Gyula Pálóczi

Personal information
- Born: 13 September 1962 Szamosbecs, Hungary
- Died: 28 January 2009 (aged 46) Budapest, Hungary

Sport
- Sport: Track and field

Medal record
Representing Hungary
World Indoor Championships
| Silver medal – second place | 1985 Paris | Long jump |
European Indoor Championships
| Gold medal – first place | 1985 Piraeus | Long jump |
| Silver medal – second place | 1983 Budapest | Long jump |

= Gyula Pálóczi =

Hungarian long jumper

Gyula Pálóczi (13 September 1962 - 28 January 2009) was a Hungarian athlete who specialized in the long jump and triple jump. He won two medals at the European Indoor Championships, and due to his versatility the European Athletic Association has called him "the most successful jumper Hungary has ever produced".

==Long jump==
Pálóczi first made his mark in international athletics at the 1983 European Indoor Championships in Budapest. With a jump of 7.90 metres he won the silver medal, five centimetres behind compatriot László Szalma. Later that year Pálóczi competed at the inaugural World Championships. He leapt 7.70 metres in the qualifying round, which was not enough to reach the final. He missed the 1984 Summer Olympics due to the Soviet-led 1984 Summer Olympics boycott.

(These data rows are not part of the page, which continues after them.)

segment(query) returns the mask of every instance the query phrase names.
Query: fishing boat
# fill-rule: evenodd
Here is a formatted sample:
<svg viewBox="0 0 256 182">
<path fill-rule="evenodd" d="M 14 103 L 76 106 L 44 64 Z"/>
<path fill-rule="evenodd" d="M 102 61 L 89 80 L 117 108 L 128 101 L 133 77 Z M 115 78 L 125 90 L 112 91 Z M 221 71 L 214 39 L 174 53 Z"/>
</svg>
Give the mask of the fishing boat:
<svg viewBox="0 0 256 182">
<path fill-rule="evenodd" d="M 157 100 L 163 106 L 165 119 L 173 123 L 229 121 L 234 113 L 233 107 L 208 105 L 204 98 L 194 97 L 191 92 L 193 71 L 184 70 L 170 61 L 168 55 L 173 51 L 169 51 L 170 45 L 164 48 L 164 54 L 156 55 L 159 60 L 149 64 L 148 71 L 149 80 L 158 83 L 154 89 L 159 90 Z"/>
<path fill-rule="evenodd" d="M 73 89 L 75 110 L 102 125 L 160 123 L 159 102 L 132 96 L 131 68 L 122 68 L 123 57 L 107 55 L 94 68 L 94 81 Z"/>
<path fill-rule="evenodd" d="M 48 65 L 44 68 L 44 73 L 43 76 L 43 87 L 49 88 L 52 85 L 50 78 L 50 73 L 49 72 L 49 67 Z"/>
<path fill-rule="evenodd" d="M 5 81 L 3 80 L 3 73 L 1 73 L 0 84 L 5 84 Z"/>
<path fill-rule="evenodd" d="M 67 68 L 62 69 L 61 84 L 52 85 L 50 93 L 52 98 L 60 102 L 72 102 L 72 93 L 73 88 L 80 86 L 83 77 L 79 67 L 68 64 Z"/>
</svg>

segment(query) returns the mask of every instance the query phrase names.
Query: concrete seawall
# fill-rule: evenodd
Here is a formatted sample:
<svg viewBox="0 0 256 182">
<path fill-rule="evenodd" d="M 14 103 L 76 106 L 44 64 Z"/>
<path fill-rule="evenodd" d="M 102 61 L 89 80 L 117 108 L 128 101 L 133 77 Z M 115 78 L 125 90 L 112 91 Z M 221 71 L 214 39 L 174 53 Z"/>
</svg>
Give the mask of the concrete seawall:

In the 1984-85 indoor season, however, Pálóczi won the gold medal at the European Indoor Championships. It was a very tight competition, with Pálóczi being tied by László Szalma but winning on countback; also, he was one centimetre ahead of bronze medalist Sergey Layevskiy and two centimetres ahead of fourth placer Ján Leitner. The mark of 8.15 metres was his personal best indoor result. In the summer of 1985 he leapt a career best of 8.25 metres, achieved in August in Budapest.

Pálóczi later competed at the 1988 European Indoor Championships in Budapest, and this time finished seventh. He became the Hungarian long jump champion in 1984, 1986 and 1990, rivalling with László Szalma and Csaba Almási. He also became Hungarian indoor champion once; in 1985.

==Later career==
Pálóczi later concentrated on the triple jump. He became the Hungarian triple jump champion in 1988, 1989, 1990, 1993 and 1994; his main rivals were Béla Bakosi, Tibor Ordina and Zsolt Czingler. He also became Hungarian indoor champion in 1989 and 1990. In 1993 he recorded a career best jump of 16.87 metres, achieved in July in Tata. Internationally he competed in the triple jump event at the 1993 World Championships, but with only 15.89 metres he finished near the bottom of the list, and did not reach the final.

Pálóczi also recorded 2.11 metres in the high jump. He stood 1.85 m tall, and during his active career he weighed 72 kg. He died in January 2009 at the age of 46.